Los bosques también tienen un efecto sobre el clima como un todo. Los bosques desempeñan un papel importante en la determinación de la cantidad de calor y la luz que se refleja desde la Tierra y en el espacio y en la toma de dióxido de carbono de la atmósfera.

En este sentido, por un lado, la mortalidad forestal aumenta la reflexión de la energía solar de vuelta al espacio, lo que proporciona un efecto de enfriamiento. Pero por otro lado, la descomposición de los árboles caídos libera carbono a la atmósfera, produciendo así un efecto de calentamiento. En general, que la mortandad de bosques resulte en el calentamiento o enfriamiento local se cree que dependerá del tipo de bosque, la latitud, la cantidad de la cubierta de nieve, y otros factores complejos del ecosistema.

Problemas para los humanos

La mortalidad masiva de los árboles probablemente provocaría pérdidas sustanciales a la industria de la madera, aunque los retoños y las plantas jóvenes no se vieran afectados.

Pocos estudios se han realizado en otros tipos de productos forestales que los seres humanos utilizan, como las frutas o frutos secos, pero se cree que habría cambios en esos sectores también.

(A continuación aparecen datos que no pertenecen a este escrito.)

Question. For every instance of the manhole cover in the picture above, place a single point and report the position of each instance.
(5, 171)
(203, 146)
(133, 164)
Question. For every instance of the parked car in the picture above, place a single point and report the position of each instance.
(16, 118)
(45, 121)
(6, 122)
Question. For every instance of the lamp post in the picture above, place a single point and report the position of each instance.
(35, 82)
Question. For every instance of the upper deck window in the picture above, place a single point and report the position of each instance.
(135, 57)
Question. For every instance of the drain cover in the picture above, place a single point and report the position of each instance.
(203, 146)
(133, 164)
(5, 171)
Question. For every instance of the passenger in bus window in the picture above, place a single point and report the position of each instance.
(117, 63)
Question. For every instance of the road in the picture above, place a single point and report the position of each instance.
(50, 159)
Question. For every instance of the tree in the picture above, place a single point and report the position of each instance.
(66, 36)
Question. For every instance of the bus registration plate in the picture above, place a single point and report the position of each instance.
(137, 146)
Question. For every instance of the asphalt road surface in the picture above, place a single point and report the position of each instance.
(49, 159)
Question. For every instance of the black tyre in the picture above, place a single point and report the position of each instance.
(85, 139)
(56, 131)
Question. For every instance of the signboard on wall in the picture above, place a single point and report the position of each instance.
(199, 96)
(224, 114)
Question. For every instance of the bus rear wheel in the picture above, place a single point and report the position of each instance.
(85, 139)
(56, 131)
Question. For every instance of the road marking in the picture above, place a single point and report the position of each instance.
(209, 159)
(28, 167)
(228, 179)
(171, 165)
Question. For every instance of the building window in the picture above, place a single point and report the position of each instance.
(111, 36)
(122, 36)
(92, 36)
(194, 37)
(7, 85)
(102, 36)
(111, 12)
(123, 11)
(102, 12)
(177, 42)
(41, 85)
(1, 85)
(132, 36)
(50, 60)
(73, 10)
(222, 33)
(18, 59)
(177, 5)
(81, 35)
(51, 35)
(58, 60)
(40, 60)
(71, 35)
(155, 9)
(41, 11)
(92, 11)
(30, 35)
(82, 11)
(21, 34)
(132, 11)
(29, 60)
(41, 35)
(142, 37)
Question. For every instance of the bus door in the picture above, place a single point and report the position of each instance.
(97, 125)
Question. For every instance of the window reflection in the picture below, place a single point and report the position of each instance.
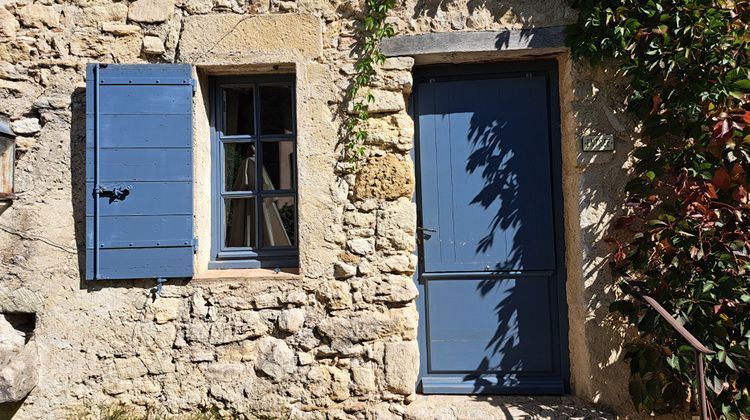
(239, 169)
(276, 110)
(278, 221)
(240, 222)
(239, 111)
(277, 165)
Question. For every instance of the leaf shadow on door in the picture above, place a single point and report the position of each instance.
(503, 172)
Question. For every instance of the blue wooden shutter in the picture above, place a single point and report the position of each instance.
(139, 171)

Investigaciones recientes han examinado otros servicios prestados por los bosques, que probablemente se verían afectados por mortandad, con efectos tales como la disminución de valor de las propiedades inmobiliarias.

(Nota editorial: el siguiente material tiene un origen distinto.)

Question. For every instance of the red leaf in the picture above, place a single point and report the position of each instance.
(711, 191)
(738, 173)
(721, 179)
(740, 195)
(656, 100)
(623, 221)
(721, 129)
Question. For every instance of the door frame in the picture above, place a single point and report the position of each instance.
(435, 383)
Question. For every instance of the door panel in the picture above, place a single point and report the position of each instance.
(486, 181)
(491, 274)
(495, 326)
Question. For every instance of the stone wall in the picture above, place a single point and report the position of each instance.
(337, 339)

En general, el análisis considera que, aunque hay muchos avances recientes en la comprensión de los efectos de la mortandad grave en selvas y bosques, sigue habiendo muchas lagunas cruciales en las investigaciones. Estas lagunas son especialmente importantes en vista de la creciente mortandad de bosques con motivo del cambio climático.

Una laguna urgente es saber cómo puede afectar la grave sequía de este verano en Estados Unidos a los bosques.

William Anderegg está ayudando a abordar esta cuestión y encabeza un proyecto que involucra a decenas de grupos de investigación de todo el país (véase el proyecto Drought Open-Source Ecology para más detalles).

“La variada naturaleza de las consecuencias de la mortalidad forestal significa que es necesario un enfoque multidisciplinario en el futuro, incluyendo a ecologistas, biogeoquímicos, hidrólogos, economistas, científicos sociales y científicos del clima”, afirma William Anderegg. “Una mejor comprensión de la mortandad de bosques debida al cambio climático puede dar datos para la gestión forestal, las decisiones de las empresas y la política.”